As a further demonstration of the innovative nature of ‘Modnation Racers: Mini Gp’, you are presented with the option to peruse tracks of other people’s creation which range from challenging and unique to the gently nonsensical and downright ridiculous. You’ll understand this more readily once you’ve played on a track that would in real life be too dangerous to actually race on. Not only can you browse through them like cars on a garage forecourt (sans the nagging pressure of a slimy salesman), you are able to race each one individually at your leisure. There are literally thousands to choose from and no two are ever the same.  Farewell traditional racing games, I’m breaking up with you for Modnation; and it’s not me, it is you.

 Once you start creating your own tracks, it is my hope that you will begin to see things from my extremely rosy perspective. It becomes obvious that in spite of its simplicity, the game manages to exist fairly high on the addictiveness scale next to nicotine and opiates. I’m not comparing the game to harmful narcotics, I’m simply trying to emphasise the game’s remarkable quantity of fun and replay value compared to its relatively small size. I actually found myself returning to it time and time again, and bear in mind that competetive racing games are fairly low on my list of favourite game genres; for want of a better way of saying it, ‘Modnation’ has more than gently tickled my fancy.

 ‘Start creating’ mode is where you begin to play the game for its unique features I’ve been describing. You first get to choose the theme of your track or the location in which it is based, with Alpine, Desert or Jungle being your options, and the fourth theme being advertised as ‘coming soon’ (the sense of mystery wasn’t overwhelming but I’ll be returning to see what the fourth option turns out to be).  The next step is to create your track with a handy drawing tool which is outrageously easy to use and allows you to create virtually any track shape within reason and geometrical/practical limits. Theme props and track obstacles are also a matter of your own personal choosing. After furnishing your track with the above items, you are free to race and save your track at your own behest, with no risk involved! 

The game appears to be the recently-born but fully-legitimate child of the more grown-up ‘Modnation Racers’ game for the PS3 and PSP; its features are of course more limited and stripped-down than its console-based counterpart, but we are dealing with a flash game with the sole purpose of giving the player a taste of the potential action they are missing out on; if you happen to be entertained in the meantime, then this is a desirable outcome for all involved.

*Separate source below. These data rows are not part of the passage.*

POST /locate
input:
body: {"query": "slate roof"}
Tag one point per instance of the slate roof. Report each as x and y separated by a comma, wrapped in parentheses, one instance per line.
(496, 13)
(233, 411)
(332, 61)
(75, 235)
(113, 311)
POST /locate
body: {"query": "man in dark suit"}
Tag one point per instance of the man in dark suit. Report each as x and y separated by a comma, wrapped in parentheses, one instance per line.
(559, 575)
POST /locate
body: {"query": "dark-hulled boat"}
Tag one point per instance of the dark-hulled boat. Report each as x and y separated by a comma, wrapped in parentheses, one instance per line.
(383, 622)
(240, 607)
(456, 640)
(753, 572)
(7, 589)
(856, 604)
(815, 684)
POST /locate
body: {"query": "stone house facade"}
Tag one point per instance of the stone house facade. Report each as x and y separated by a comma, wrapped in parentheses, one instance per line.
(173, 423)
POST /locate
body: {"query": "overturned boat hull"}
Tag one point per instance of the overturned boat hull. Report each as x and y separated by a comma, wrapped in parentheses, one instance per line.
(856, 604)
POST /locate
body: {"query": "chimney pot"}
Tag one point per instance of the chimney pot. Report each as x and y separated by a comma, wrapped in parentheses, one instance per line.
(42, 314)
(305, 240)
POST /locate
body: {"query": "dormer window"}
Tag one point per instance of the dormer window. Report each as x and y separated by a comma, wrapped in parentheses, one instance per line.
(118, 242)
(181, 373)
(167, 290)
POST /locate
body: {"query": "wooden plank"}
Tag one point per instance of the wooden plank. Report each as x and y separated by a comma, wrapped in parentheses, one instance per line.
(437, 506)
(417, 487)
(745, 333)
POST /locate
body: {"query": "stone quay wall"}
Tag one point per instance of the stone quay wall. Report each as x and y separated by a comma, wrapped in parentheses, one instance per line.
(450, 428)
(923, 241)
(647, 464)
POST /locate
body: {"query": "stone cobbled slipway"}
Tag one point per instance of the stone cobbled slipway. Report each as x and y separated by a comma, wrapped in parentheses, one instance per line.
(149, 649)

Modnation is a simple racing game which easy to pick up but genuinely quite difficult to put down (put your desktop tower down; I mean this figuratively since I don’t own a handheld). I put this down to the interactive and ever-fluctuating nature of the game. You don’t simply race around a limited selection of tracks ad nauseum; you create, customise and use these efforts to change the game itself and keep it from falling into the category of many other racing games which offer little to no deviation from the flash racing norm. I must remove my hat in the direction of this game because never before has something so simple been able to impress or entertain me in such equal and hefty quantities. Don’t take my word for it; get customising and make Xzibit proud!